Well it has been 6 months since I told the public to rearrange their IRA accounts so that they are buying Junk Bonds or as they say now, “non-investment grade Corporate Bonds.” As many of you have read in the Business Section of such newspapers as the Patriot News, they quoted financial experts as saying that junk bond investing is a risky business. You can do better in the stock market as they would say.
The Dow Jones Industrial Average Index has come back from 8,000.86 at the close of January 26, 2009 to around 9,068.83 at 3:00 PM today, July 24, 2009. That is a gain of 13.25%. If you listen to the experts and you guessed right in picking the right stocks or mutual funds, you could be doing as well as the Dow. I confess I am not that smart. That is why I am not an expert. Instead, I told you, the public, to buy junk bonds, the same junk bonds that I was buying for my own accounts. In six months, my accounts have gone up 27.95%. That is twice what the Dow has done in the past 6 months. Since I buy these bonds in my IRA, I make this money tax deferred. That means that when I retire and I have nothing but Social Security coming in, I will start withdrawing my money at a 15% tax rate.
As my bonds mature, I am buying new bonds. In the coming months, I will tell you what I am buying. But sometimes, under the right conditions, I will buy stock. The conditions in which I will buy stock is now. I use a strategy called, “Buy and Hold, Cost Averaging.” I buy stocks of companies that have been beaten up by the economy and by the stock market. When the stock market is booming and the economy is running at top speed, I sell my stock to the unsuspecting greedy people just coming into the market.
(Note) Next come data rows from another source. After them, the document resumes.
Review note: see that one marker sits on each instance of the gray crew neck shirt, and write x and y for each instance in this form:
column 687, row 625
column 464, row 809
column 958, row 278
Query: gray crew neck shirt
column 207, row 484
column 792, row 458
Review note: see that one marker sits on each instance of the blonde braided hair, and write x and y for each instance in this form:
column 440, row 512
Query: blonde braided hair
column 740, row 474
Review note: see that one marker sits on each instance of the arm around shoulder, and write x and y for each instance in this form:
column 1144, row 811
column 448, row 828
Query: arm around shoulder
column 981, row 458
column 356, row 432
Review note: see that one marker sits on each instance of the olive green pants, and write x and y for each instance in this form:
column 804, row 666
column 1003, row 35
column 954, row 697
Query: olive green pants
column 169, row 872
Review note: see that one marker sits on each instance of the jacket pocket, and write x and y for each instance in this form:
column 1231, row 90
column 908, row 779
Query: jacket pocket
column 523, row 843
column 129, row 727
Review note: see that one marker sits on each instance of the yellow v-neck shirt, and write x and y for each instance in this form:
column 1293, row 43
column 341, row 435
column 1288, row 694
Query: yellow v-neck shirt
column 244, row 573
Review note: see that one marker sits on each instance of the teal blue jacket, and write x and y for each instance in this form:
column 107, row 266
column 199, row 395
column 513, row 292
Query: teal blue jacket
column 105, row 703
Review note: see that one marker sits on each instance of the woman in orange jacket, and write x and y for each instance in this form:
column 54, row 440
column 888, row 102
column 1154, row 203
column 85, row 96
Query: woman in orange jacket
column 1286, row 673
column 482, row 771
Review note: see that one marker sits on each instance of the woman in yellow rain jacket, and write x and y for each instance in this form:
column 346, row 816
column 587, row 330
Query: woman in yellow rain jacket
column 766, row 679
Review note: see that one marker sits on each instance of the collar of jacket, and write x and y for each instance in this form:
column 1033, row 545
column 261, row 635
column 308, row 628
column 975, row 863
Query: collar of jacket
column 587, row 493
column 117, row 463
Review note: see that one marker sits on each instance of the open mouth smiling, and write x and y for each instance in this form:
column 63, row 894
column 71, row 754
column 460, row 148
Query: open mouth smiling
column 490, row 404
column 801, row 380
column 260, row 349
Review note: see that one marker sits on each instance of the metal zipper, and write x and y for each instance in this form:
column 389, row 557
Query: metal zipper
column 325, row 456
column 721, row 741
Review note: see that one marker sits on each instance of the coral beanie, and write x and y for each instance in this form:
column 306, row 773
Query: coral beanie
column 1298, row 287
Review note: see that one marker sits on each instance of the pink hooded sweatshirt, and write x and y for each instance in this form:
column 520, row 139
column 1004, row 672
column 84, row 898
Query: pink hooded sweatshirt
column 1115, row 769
For the past two months, I have been buying Ford Motor Co (Stock Symbol f). As you know, I have been telling you to buy Ford Corporate bonds. Many issues at the time were giving as much as 36% interest. Over the past two months this stock sold for as little as $5.26. Lately, it as been selling for $6.75 to $7.10. The car manufacturing business is cyclical. At the moment, they are seeing hard times. Ford is the only one of three domestic companies that has not been forced into bankruptcy. The stock was as low as $1.43 per share because no one could figure out if all three companies would go under. Remember, in bankruptcy, the bond holder gets paid before the stockholder. So bonds are a safer bet than stocks.
But in the past two months, the smoke cleared a little to where most business people felt that the company will turn around. This is the time to buy and buy over a period of time. My buy range is under $7.00 per share. My sell range is over $14.00 per share for 50% of my holdings. I will sell the rest when Ford cannot keep its car in the show rooms because of the high demand. At that time, the stock should be over $30 per share. At $14.00, I would have taken out my investment. After that, I would only have my profit making more profit.
But keep in mind, when we talk about stocks we are talking about speculation. That means that we have no idea how much money we can make. We have a higher risk of giving your money away. When we talk about bonds, we have an amount that we expect to make and a time when we will have the money. That is called investing. Bonds have less risk than with stocks because bonds are first to be paid interest before stock dividends and return of our investments before stockholders when a bankruptcy occurs.